Over the last week, Putin has been waging an aggressive political campaign for United Russia. The high point came the other day when he addressed a crowd of 5000 supporters at the Luzhniki sports stadium. He castigated the Russian opposition as “jackals” feeding off Western money (Who did he mean here? The Communists? Or does it even matter?) and promoted the UR’s commitment to economic and political stability. The state run Channel One devoted much of its news time hyping the speech.

The essence of next Thursday’s address will contain “almost nothing new” predicts Kolesnikov. In it, Putin will most likely clarify his relationship to the Party of Power, which he is still not officially a member, and continue to promote its record on stability. Most importantly, is that the address signifies the increasing attempt to portray Putin not as the President of Russia but as a candidate for United Russia. The fact that the address was recorded away from the Kremlin is symbolic of this.

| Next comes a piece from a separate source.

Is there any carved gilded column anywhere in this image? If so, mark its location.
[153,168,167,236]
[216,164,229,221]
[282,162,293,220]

But all of this reveals a possible emerging tension for Putin’s future, which as of now remains unknown. He seems to be straddling between being a politician where he represents United Russia and stand above politics as such and represent Russia as a whole. Its apparent that Putin sees himself in regard to the former. Last week on a campaign visit to Krasnoyarsk, he hit United Russia with, “The party has no stable political ideology or principles for which the overwhelming majority of members are ready to fight. … And, as a rule, being close to those in power, as United Russia is, all kind of crooks try to latch on to it, often with success.” He then went on to suggest that without him, United Russia has nothing. Brutally honest, but correct.

Then there is the effort to make Putin a “national leader”–a sort of quasi-constitutional monarch that stands above politics (Are we seeing the beginnings of an October Manifesto redux?). A kind of elder statesman who still commands a tight grip on the reigns of power and influence. His remarks in Krasnoyarsk also suggested that he seeks to stand above political parties and represent the country and its people. Citing the chronic Russian problem of the disconnect between power and people, Putin said, “So if people vote for United Russia, whose list I head up, that means that they trust me, and that means that I will have the moral right to call all those who will be in both the Duma and the government to account for implementing the decisions that have been mapped out today.”

Perhaps in next week’s address Putin will give a better idea of which he intends to be. Or would it better for his own power to straddle the two? To stand above Russian politics, while keeping a planted foot in its structures? Whatever it will be the one, the other, or a flexible combination of the two, one things for sure, Putin’s revolution will “stay the course” as they like to say in America.